Each point was visited once during the bird reproductive season of two consecutive years (2007 and 2008) to carry out field surveys. Bird surveys were carried out using the point count method (Ralph et al. 1995). Surveys were done in the first hours after sunrise (6:00 to 10:30 a.m.) in good weather conditions, and all birds seen or heard during 5 min in the 350-m radius were counted. This radius was determined based on the field observer’s ability to detect individuals and identify the species (G. Rocha, personal communication). At each point, we also measured landscape variables in the 350-m radius (hereafter, local scale) by visual inspection: cover area for each land use type, roadside vegetation condition (spontaneous, grazed, sprayed, cultivated, stubble, ploughed, ditch), and presence of trees (woodlots, tree lines, scattered trees), water bodies, and inhabited houses.

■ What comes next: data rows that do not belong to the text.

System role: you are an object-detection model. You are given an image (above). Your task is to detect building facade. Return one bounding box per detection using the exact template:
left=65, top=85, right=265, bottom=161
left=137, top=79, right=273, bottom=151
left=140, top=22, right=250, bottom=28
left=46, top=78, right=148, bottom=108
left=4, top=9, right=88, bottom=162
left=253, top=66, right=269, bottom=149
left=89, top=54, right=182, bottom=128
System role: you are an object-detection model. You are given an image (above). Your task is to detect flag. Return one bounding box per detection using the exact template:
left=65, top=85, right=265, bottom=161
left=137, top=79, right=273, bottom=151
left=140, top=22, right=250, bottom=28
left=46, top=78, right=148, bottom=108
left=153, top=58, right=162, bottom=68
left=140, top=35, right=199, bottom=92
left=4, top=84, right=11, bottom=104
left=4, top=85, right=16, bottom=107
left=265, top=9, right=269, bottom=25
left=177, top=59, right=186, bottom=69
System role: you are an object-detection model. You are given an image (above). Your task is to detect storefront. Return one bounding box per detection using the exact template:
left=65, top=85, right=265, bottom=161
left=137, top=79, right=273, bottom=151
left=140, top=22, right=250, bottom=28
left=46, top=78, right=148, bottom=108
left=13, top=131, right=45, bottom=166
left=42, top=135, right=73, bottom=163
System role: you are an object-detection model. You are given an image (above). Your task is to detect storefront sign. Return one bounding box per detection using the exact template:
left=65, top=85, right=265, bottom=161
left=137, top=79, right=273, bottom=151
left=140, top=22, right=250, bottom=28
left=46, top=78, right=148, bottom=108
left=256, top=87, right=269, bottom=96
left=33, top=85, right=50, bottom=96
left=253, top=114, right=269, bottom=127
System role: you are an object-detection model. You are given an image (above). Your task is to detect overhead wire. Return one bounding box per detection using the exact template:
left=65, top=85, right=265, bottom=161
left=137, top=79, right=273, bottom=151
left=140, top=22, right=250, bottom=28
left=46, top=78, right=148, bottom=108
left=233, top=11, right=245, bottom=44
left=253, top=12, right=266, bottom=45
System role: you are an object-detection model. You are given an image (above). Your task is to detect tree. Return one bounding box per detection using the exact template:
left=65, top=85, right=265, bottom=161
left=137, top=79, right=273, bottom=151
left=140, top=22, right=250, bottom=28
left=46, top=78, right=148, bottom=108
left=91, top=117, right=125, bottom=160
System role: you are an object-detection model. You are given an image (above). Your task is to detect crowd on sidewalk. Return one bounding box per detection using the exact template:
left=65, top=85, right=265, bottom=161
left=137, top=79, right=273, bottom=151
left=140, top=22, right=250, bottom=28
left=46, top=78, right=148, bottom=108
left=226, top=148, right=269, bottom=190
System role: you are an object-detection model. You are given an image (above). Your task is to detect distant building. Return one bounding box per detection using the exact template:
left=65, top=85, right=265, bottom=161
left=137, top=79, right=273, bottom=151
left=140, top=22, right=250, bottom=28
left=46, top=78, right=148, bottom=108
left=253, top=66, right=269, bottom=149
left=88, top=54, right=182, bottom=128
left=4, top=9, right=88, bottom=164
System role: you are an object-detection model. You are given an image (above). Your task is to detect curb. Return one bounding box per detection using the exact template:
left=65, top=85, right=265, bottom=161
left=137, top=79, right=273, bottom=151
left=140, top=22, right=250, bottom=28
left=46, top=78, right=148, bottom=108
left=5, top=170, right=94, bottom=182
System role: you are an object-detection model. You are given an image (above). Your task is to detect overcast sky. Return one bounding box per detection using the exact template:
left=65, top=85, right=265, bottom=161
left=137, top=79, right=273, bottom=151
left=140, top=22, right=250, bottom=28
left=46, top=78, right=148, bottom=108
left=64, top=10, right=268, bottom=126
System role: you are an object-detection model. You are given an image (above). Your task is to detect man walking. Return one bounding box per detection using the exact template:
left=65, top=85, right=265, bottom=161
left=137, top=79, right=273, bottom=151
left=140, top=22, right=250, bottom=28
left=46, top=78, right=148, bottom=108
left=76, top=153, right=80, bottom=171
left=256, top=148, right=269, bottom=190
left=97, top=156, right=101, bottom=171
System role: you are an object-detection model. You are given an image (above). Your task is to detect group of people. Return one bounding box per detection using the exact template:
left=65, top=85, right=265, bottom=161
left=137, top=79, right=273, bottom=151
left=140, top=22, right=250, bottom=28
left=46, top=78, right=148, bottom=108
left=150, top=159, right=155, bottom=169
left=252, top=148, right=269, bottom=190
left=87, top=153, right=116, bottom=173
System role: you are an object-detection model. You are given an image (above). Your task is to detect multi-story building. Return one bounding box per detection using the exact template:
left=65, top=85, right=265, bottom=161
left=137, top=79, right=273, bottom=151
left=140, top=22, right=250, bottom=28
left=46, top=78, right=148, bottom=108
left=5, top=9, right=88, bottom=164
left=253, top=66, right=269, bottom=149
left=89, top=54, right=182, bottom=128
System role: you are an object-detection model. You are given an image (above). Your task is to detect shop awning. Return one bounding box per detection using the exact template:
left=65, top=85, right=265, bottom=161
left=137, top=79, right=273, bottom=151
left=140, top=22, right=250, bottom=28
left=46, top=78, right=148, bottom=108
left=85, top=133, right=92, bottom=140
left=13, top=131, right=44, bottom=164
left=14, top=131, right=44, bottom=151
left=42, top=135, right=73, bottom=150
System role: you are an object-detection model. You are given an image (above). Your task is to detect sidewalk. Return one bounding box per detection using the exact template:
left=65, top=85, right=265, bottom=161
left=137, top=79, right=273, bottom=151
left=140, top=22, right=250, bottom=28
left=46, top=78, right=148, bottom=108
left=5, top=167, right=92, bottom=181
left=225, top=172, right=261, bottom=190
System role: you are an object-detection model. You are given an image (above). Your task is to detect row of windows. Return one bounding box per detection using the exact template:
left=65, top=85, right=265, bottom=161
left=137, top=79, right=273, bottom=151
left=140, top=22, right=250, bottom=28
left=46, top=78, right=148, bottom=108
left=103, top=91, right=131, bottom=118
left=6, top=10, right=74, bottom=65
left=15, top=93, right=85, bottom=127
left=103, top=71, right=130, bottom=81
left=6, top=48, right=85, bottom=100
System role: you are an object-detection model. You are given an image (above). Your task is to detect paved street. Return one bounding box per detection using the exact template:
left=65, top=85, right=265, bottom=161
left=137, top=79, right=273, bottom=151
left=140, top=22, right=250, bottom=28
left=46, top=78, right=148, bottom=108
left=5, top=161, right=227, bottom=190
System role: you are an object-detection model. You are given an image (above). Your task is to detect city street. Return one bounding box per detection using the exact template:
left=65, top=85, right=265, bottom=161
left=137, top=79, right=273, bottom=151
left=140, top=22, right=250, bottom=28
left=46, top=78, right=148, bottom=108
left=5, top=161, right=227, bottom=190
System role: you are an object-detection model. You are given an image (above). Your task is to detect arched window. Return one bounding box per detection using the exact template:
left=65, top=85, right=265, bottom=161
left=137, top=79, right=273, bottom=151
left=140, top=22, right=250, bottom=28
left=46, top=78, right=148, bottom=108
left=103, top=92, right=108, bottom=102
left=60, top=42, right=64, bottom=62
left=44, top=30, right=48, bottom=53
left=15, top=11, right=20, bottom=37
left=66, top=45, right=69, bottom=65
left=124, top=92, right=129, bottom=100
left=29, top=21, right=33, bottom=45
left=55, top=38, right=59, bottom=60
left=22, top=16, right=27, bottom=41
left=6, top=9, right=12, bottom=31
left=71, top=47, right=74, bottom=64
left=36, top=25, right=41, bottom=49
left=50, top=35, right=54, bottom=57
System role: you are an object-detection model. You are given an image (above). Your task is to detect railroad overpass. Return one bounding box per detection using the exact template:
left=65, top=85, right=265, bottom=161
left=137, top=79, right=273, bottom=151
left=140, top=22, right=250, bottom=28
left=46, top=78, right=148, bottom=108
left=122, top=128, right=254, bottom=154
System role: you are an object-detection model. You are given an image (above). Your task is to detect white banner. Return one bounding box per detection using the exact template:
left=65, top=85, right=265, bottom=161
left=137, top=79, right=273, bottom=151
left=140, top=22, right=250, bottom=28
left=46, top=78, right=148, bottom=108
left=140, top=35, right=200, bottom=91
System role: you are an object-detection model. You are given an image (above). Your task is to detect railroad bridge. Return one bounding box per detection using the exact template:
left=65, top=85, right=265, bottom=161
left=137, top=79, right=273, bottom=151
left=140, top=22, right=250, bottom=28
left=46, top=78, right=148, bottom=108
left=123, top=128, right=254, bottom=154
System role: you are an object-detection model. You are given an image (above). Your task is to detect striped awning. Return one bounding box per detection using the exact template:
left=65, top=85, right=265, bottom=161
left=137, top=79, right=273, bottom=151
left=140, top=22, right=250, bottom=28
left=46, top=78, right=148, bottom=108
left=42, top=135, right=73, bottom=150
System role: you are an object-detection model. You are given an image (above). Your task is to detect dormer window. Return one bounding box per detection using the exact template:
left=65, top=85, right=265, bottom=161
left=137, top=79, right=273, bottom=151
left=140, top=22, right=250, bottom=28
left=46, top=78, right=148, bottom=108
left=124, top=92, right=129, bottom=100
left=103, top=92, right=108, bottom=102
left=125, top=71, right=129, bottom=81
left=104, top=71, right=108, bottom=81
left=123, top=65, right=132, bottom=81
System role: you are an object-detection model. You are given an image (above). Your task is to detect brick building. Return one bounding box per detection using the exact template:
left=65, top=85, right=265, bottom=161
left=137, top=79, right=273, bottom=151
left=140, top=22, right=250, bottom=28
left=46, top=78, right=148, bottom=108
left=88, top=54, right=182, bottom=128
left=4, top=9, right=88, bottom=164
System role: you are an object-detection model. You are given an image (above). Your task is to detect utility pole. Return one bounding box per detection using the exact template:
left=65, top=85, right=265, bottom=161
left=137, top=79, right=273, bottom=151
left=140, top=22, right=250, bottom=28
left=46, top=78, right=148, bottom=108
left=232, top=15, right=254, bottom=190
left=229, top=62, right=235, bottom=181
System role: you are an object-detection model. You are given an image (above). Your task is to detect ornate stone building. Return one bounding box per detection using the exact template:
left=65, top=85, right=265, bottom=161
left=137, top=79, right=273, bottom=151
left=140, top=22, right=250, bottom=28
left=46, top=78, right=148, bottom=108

To determine the association of bird species to landscape attributes, we ran canonical correspondence analyses (CCA). We ran CCAs with variables at local and facet scales using presence/absence data of birds. We removed species that were detected in two or less sites, as the distribution of rare species in the environmental gradient cannot be adequately estimated with CCA (Batista 1991). That way, we kept 77 species for the analyses (Additional file 1: Table S1). The patterns for the rest of the species are discussed not statistically in the corresponding section.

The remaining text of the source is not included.